I know a few guys who do this all the time, and when talking to a mutual friend...this will come out and someone will say "What happened to so &so, he was here game me the price, everything was cool and he never showed up" then you see this guy and you say I was just with so&so and he said you never showed up...the answer would be I got busy or I gave the price to cheap... Instead of being a stand up guy and go to the guy and explain instead of making him wait.

Another reason, some of this guys take on so much work and they give out the cheap prices just to get a foot in the door, so they're not in the rush to get to a customer whom they gave a lower price, they go after the bigger fish and keep someone smaller on the back burner to fill the gap.

Keep looking, you will find someone good and maybe you will pay a little more,but it will be well worthed... then chase these useless guys who cannot keep theirs word.

Good luck :thumbsup:


----------



## FreedomBuilders (Apr 18, 2010)

I thought the same thing on a few projects....normally I do most everything myself.
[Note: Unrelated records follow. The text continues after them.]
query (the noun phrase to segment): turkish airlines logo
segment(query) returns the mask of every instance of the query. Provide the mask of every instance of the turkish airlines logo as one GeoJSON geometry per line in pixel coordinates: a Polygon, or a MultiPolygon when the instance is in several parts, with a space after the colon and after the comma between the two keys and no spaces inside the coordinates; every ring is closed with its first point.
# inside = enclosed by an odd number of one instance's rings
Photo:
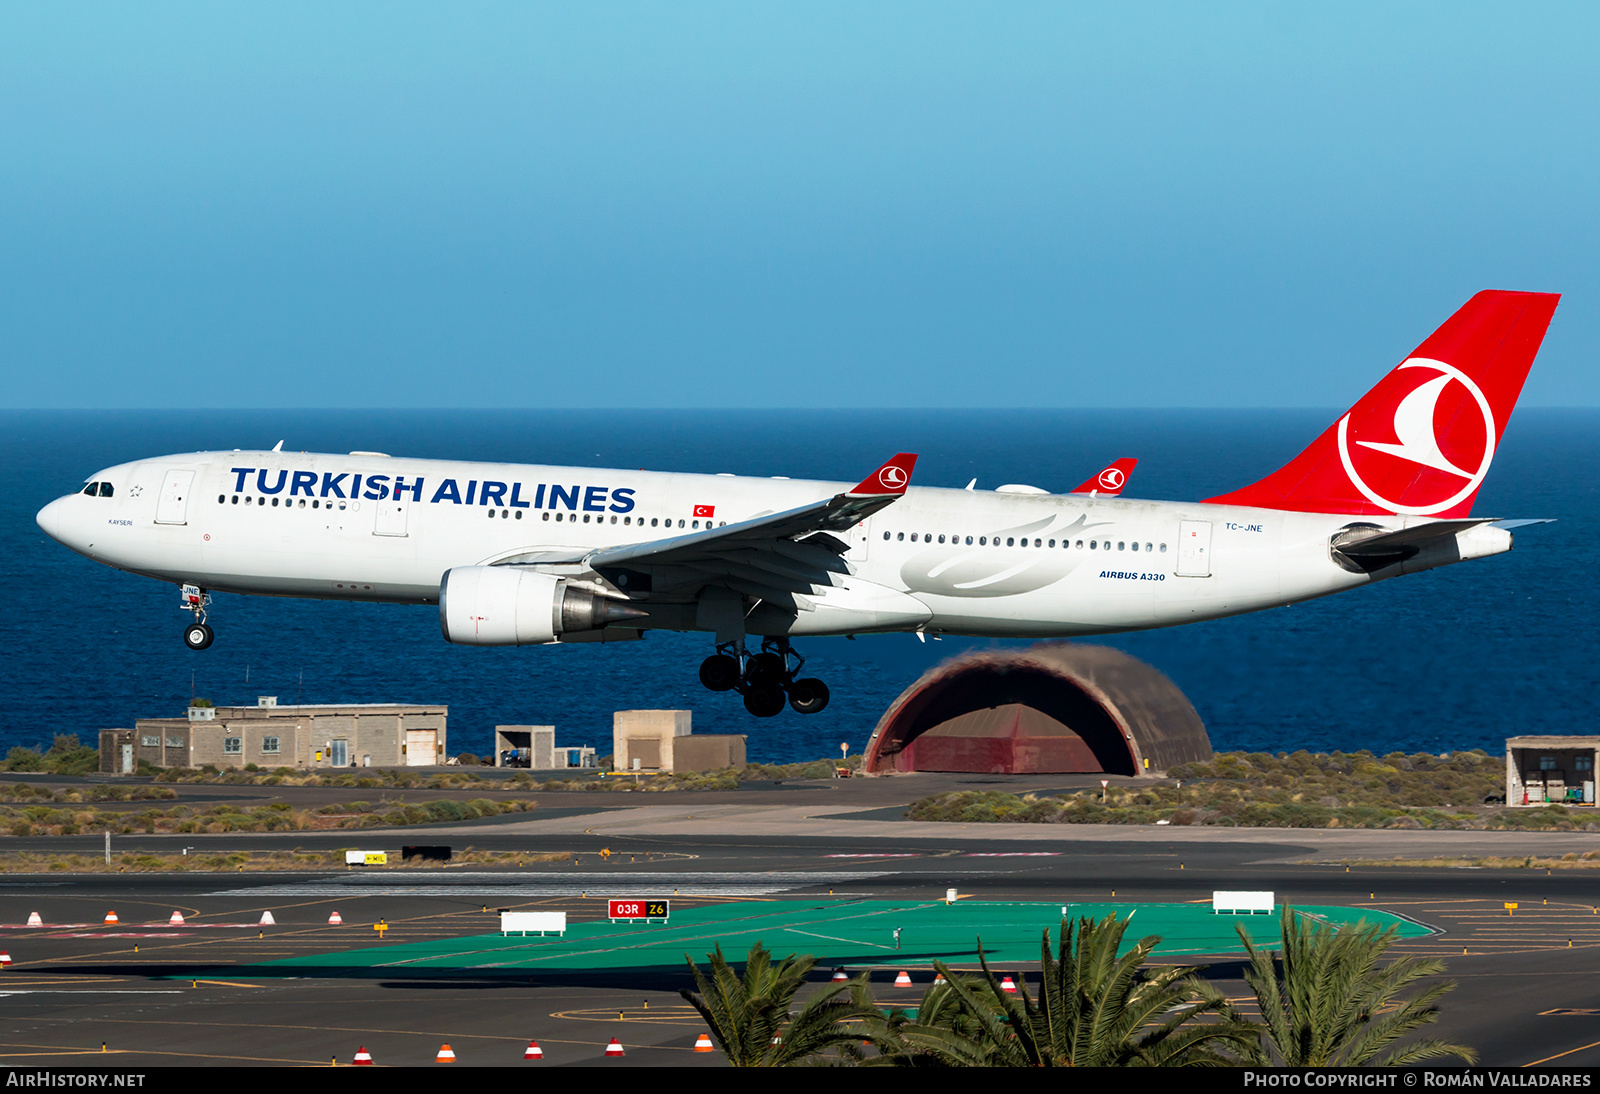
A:
{"type": "Polygon", "coordinates": [[[1121,490],[1122,484],[1127,481],[1127,477],[1123,475],[1122,468],[1108,467],[1100,472],[1100,476],[1095,481],[1100,484],[1102,490],[1121,490]]]}
{"type": "Polygon", "coordinates": [[[696,505],[694,507],[694,515],[697,517],[713,516],[716,511],[717,507],[715,505],[696,505]]]}
{"type": "Polygon", "coordinates": [[[878,472],[878,485],[885,490],[904,490],[906,488],[905,470],[895,464],[889,464],[878,472]]]}
{"type": "MultiPolygon", "coordinates": [[[[1351,485],[1361,491],[1362,496],[1372,504],[1397,515],[1429,516],[1433,513],[1442,513],[1471,497],[1483,484],[1484,476],[1489,473],[1489,465],[1494,461],[1494,412],[1478,385],[1453,365],[1426,357],[1413,357],[1402,363],[1395,371],[1399,372],[1401,369],[1428,369],[1438,375],[1417,385],[1394,406],[1392,431],[1395,440],[1393,441],[1357,440],[1355,448],[1352,449],[1350,419],[1355,411],[1340,418],[1339,459],[1344,464],[1344,471],[1350,477],[1351,485]],[[1460,452],[1455,452],[1455,458],[1452,459],[1445,455],[1439,445],[1440,438],[1435,418],[1440,399],[1453,384],[1460,384],[1466,389],[1466,394],[1477,403],[1478,411],[1483,416],[1483,437],[1479,441],[1472,442],[1474,447],[1481,446],[1481,451],[1471,453],[1476,459],[1463,460],[1460,452]],[[1373,460],[1362,451],[1363,449],[1404,460],[1416,465],[1417,468],[1429,468],[1441,474],[1423,476],[1413,470],[1409,477],[1397,476],[1392,468],[1385,468],[1382,461],[1373,460]],[[1357,470],[1358,462],[1367,470],[1365,478],[1357,470]],[[1462,466],[1463,464],[1465,466],[1462,466]],[[1379,489],[1370,485],[1368,480],[1374,478],[1381,478],[1391,484],[1400,483],[1404,486],[1404,492],[1410,496],[1405,503],[1385,497],[1379,489]],[[1418,494],[1422,496],[1418,497],[1418,494]]],[[[1459,400],[1461,396],[1457,395],[1455,398],[1459,400]]],[[[1371,416],[1356,422],[1356,432],[1366,433],[1368,436],[1382,433],[1382,426],[1372,420],[1378,415],[1372,412],[1364,413],[1371,416]]],[[[1381,414],[1381,411],[1378,413],[1381,414]]],[[[1459,435],[1452,439],[1459,447],[1459,435]]]]}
Some things and for efficiency sake I won't do. Getting involved with some networking groups helps to establish rapport with some people/contractors you are not familiar with.


----------



## NaeGan (Sep 8, 2009)

Thanks for the help Greg and Gough. I couldn't explain it better myself. I guess I looked at it this way. This job had several add-ons and change orders. I would loved to had gone to the homeowner and said "by the way, can you pay me cash? Your tax credit on those two windows doesn't amount to much." And when I sign that warranty for them at the end of the job and if something were to come up with that flooring, even though I know him, it is completely on me and if there is any disagreement about it, I'm stuck with the whole repair. It just doesn't seem right to me.


----------



## griz (Nov 26, 2009)

This has been a problem since the first bid went out. Probably something to do with the table for the last supper or along those lines.

The old guy I began learning this trade from used very few subs for this reason. Through out my career I have known some incredible subs. They have shown up on a moments notice, week ends, holidays & the middle of the night. They are priceless. What will get you subs like this is, when you call their part is ready for them, you don't haggle price like it's trinkets in Mexico, question & discuss yes & you pay them when they perform. Sometimes even before. They will take care of you if you take care of them.:thumbsup:


----------



## user38755 (Jan 1, 2009)

Holla if you need a siding sub. We do much more but prefer the siding and custom metal work. Willing to bid to you so you know where we stand. Just wrapped up 220SQ steel roof R&R with Enduro fiberglass panels and swapped out 23 perlin over the last 4 weeks. Next up is siding homes at the state school and North of Farragut. 

Did you get Ryan on the gutters? I always have great results with him.


----------



## Gough (May 1, 2010)

griz said:


> This has been a problem since the first bid went out. Probably something to do with the table for the last supper or along those lines.
> 
> The old guy I began learning this trade from used very few subs for this reason. Through out my career I have known some incredible subs. They have shown up on a moments notice, week ends, holidays & the middle of the night. They are priceless. What will get you subs like this is, when you call their part is ready for them, you don't haggle price like it's trinkets in Mexico, question & discuss yes & you pay them when they perform. Sometimes even before. They will take care of you if you take care of them.:thumbsup:


This is part of a two-way street. I had three builders for whom we always did all of their painting/finishing. One retired, one became the local building inspector, and one started teaching at the local college. They made sure things were ready for us, made sure we were allowed to do our work without interference, backed us up with owners/architects, and paid promptly. We stopped doing new construction when they left the business. The remaining builders that we tried to work with peddled bids, stacked trades, and were generally slow to pay.


----------